P.
Series was developed in 2018 - 2019 when my partner at that time was working nightshifts 6 days per week. When I was awake he was sleeping but when I was falling asleep he was gone. Since we rarely met I decided to photograph him during his sleep and did this for around a year. It was a strange kind of communication. I was also keeping a diary registering very precise and short notes about our schedules or important events. This work was exhibited at gallery ALMA (Riga, Latvia) and also in the group show of Latvian female photographers "As she sees it" in the Pallas gallery (Tartu, Estonia). The group show started right before the museums were closed because of Covid-19 and so the gallery made a virtual tour. You can enjoy it here.
Text about these series written by Tomass Pārups
As a consequence of the male gaze, women are often represented in portrait photography as creatures that are simultaneously passive and desirable, both exalted and detached from reality. Entirely intimate series of documentary photos are likewise imbued with artists’ desires to see women as objects of erotic fantasy, which suggests an inability on the part of photographers to hide their physical interest in the subjects of their photographs. There are many cases of an artist—a man—photographing his partner—a woman. Vika Eksta’s series of works P. reverses these familiar gender roles, countering the male gaze.

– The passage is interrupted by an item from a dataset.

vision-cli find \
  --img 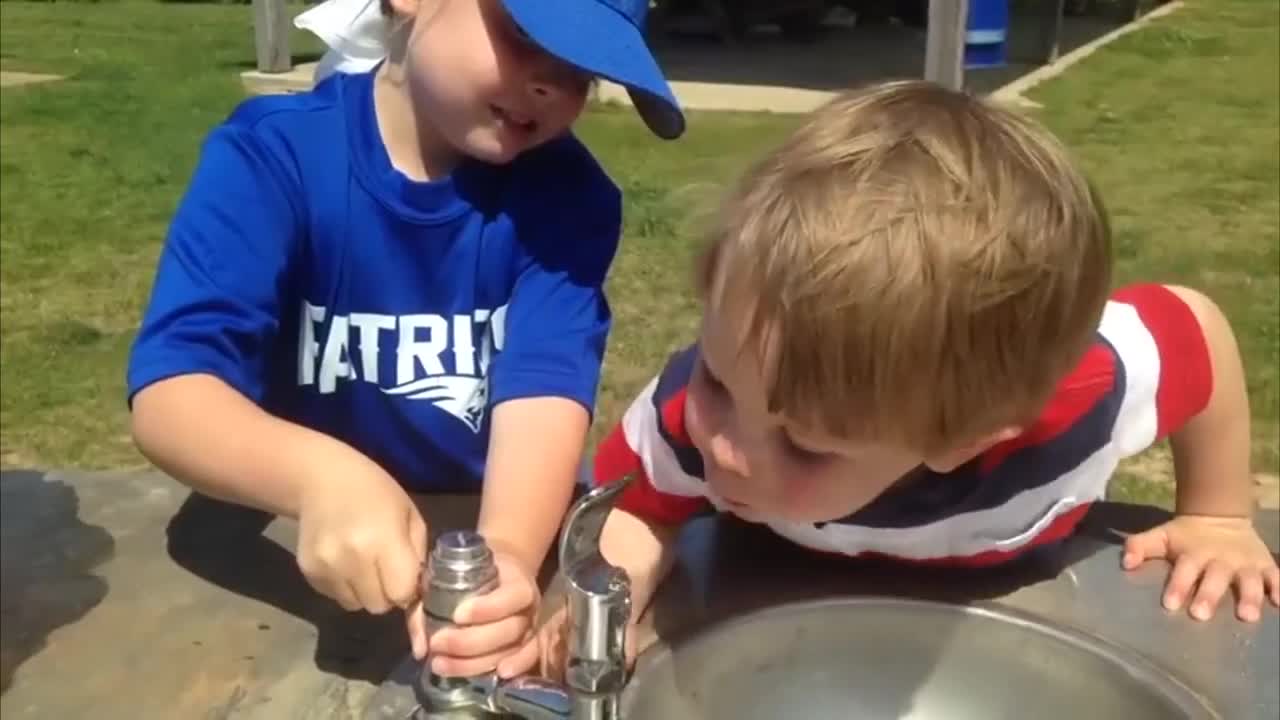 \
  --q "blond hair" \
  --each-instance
[699,81,1111,452]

The man visible in the photographs, the artist’s partner, agreed to be photographed asleep, thus excluding any possibility that he could control his bodily movements or pose for the camera. This setting leaves him helpless and vulnerable, while Eksta becomes an observer, documenting her model without him being aware of it.

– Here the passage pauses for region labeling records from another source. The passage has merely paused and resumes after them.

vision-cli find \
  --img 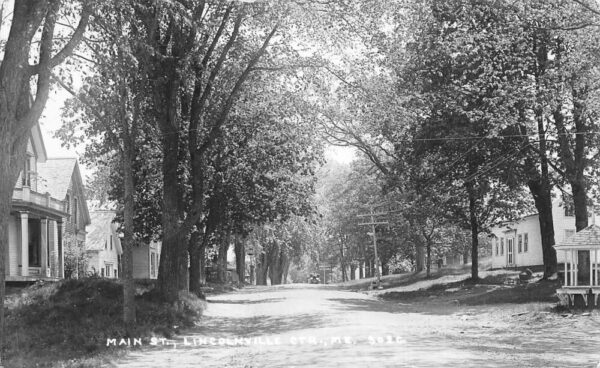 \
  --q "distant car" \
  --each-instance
[308,273,321,284]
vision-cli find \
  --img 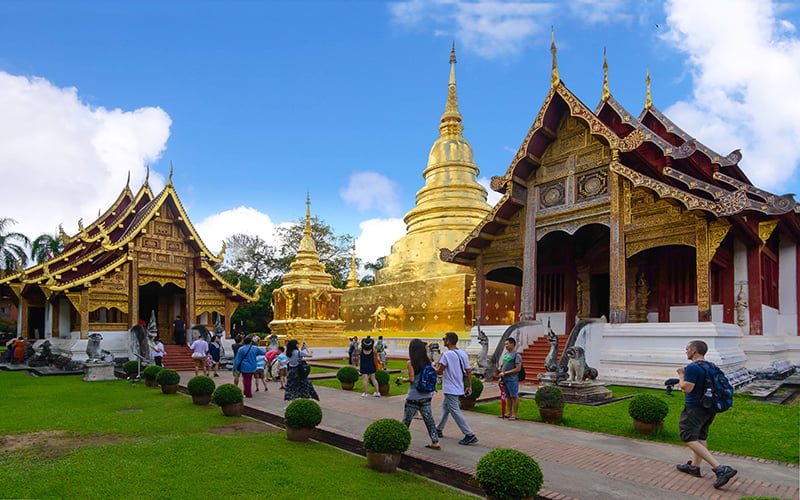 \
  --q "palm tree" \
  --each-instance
[31,233,65,264]
[0,217,31,272]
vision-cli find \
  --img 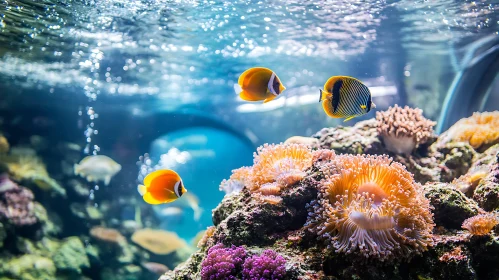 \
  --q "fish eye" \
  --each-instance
[272,78,281,94]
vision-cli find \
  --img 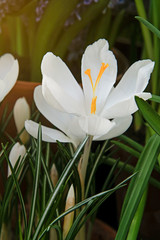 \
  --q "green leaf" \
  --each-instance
[38,174,135,240]
[135,16,160,38]
[115,135,160,240]
[27,125,42,240]
[135,97,160,135]
[33,136,88,240]
[149,94,160,103]
[111,140,140,158]
[2,144,27,237]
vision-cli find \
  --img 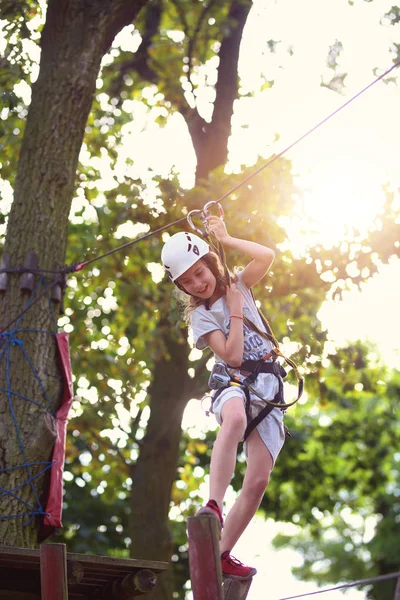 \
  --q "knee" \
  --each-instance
[247,471,270,501]
[222,411,247,442]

Despite the differing states of consciousness of the persons involved, these photographs represent a peculiar form of communication. At the time of their making, the man visible in the images, P., worked a night shift on average six days a week and spent his time at home either asleep or drowsy. This work schedule—and hence the process of taking photographs—lasted for one year. The documentation of a fraught, unconventional togetherness also possesses a therapeutic function, since the taking of photographs allowed the author to keep in touch with a person who at the time was unable to participate in direct communication.

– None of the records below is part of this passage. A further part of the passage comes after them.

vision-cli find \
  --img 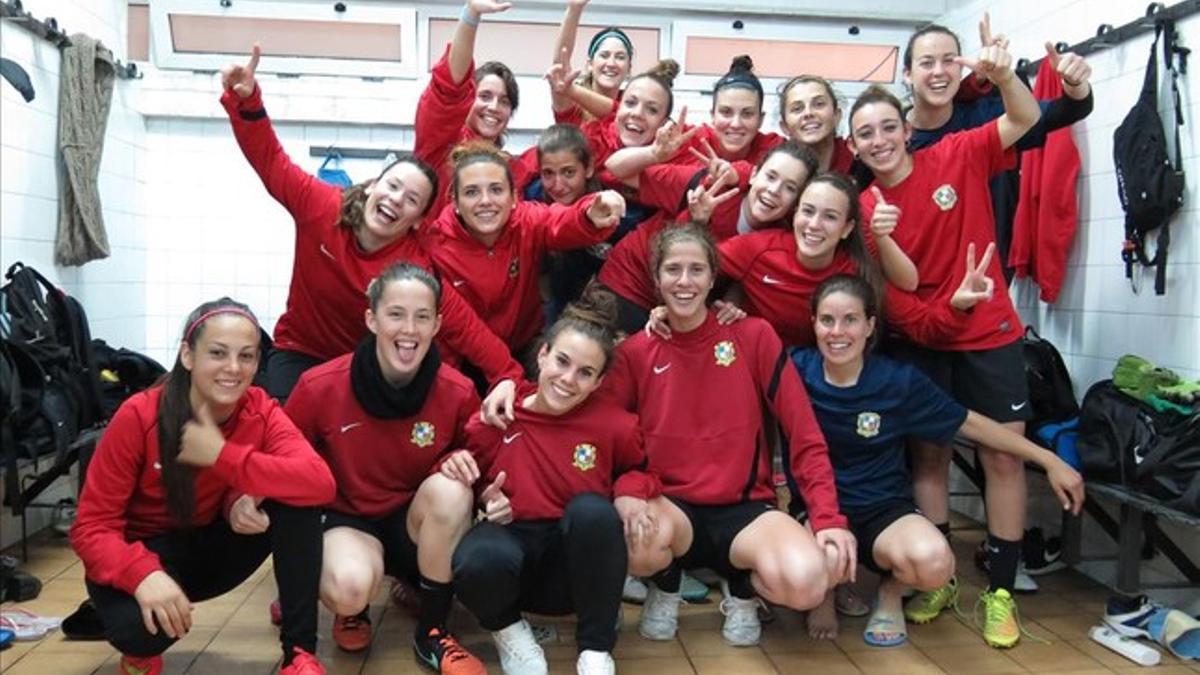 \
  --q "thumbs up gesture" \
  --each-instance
[871,185,900,239]
[221,42,263,98]
[479,471,512,525]
[175,404,224,467]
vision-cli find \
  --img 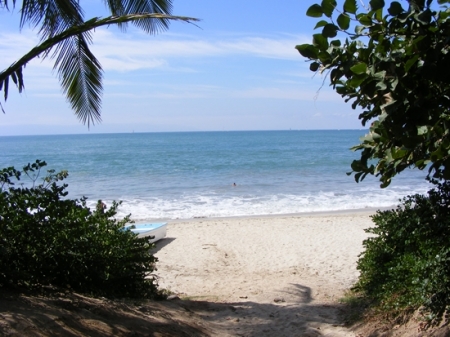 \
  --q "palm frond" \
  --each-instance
[54,33,103,127]
[0,12,199,126]
[105,0,173,34]
[20,0,83,41]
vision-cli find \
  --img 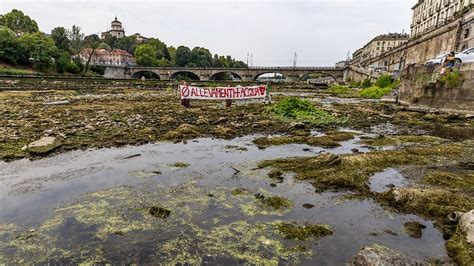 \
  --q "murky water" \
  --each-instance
[0,136,447,265]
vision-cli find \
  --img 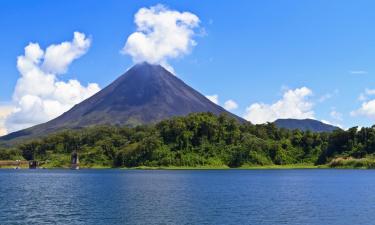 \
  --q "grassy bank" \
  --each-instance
[328,157,375,169]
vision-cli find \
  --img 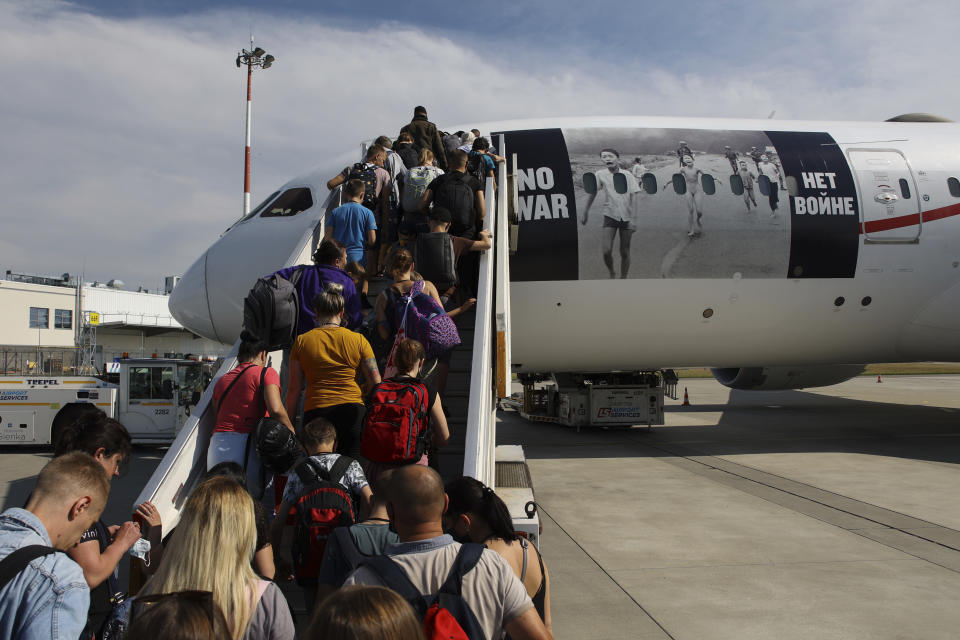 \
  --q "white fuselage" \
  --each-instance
[170,117,960,372]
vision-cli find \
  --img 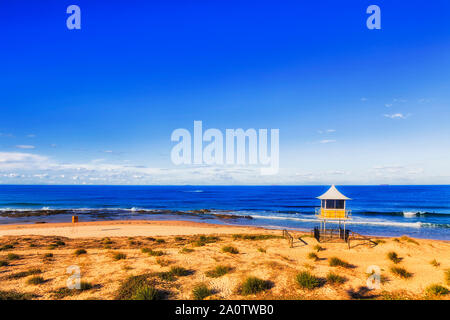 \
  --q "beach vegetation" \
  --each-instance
[390,267,413,279]
[53,240,66,247]
[222,246,239,254]
[0,290,35,300]
[131,285,161,300]
[147,249,165,257]
[295,271,321,290]
[367,271,389,284]
[430,259,441,268]
[156,271,176,281]
[425,284,449,296]
[232,234,282,240]
[192,235,220,247]
[156,258,173,267]
[192,283,213,300]
[27,276,45,285]
[180,248,194,253]
[308,252,319,261]
[0,244,14,251]
[74,249,87,256]
[327,272,347,285]
[387,251,402,264]
[170,266,192,277]
[113,252,127,261]
[240,277,272,296]
[7,268,42,280]
[205,265,233,278]
[78,281,94,291]
[328,257,352,269]
[115,274,151,300]
[102,237,113,245]
[313,244,325,252]
[6,253,20,261]
[400,236,420,245]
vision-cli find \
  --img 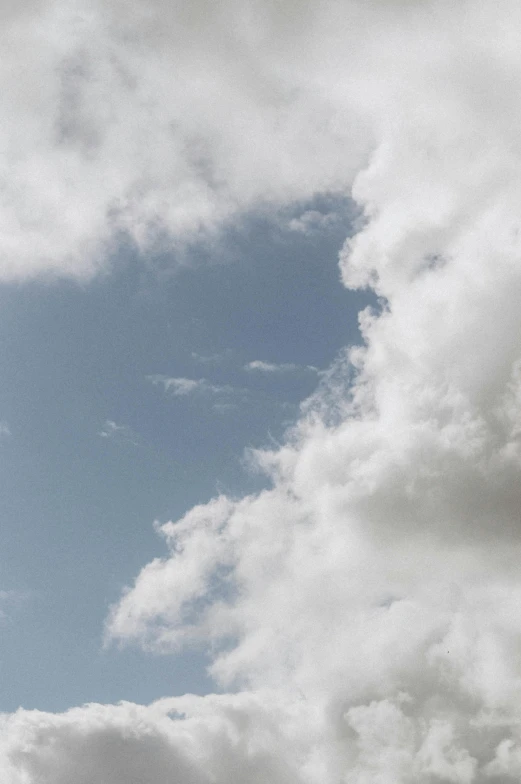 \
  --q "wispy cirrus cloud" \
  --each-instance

The photographs in the exhibition are complemented by entries from Eksta’s diary. These record P.’s daily routine—his work schedule, the time he spent sleeping—and her own reflections on what was happening. P. is a visual study of the influence of working night shifts on the rhythm of a person’s daily life. This study also highlights the question of sleep as an intermediary, facilitating communication between the persons involved but also distancing the model from the photographer. Owing to the distance created by sleep and the difference in their daily rhythms, in the process of documentation Eksta became a voyeur.
This series of works brings to mind not only the separation of gender roles in contemporary photography and the possibilities for communication between people in various states of togetherness, but also the image itself. Specifically, our attention is drawn to the over-saturation of images, which dominates today. Inevitably, a variety of associations arise that in fact have nothing to do with what is shown. The artist, possibly unconsciously, has depicted her sleeping model in such a way that her close framings begin to resemble baroque paintings. The spontaneous positions taken up by the model during sleep appear to be staged, if only because in taking these photographs it seems that Eksta has not only been concerned with documentary directness. The half-naked body draped in bedsheets is entirely relaxed and uncontrolled, but at the same time, P.’s positions resemble those found in stylised compositions in painting. This association arises from thinking specifically about the photographer’s gaze and its unconcealable interest.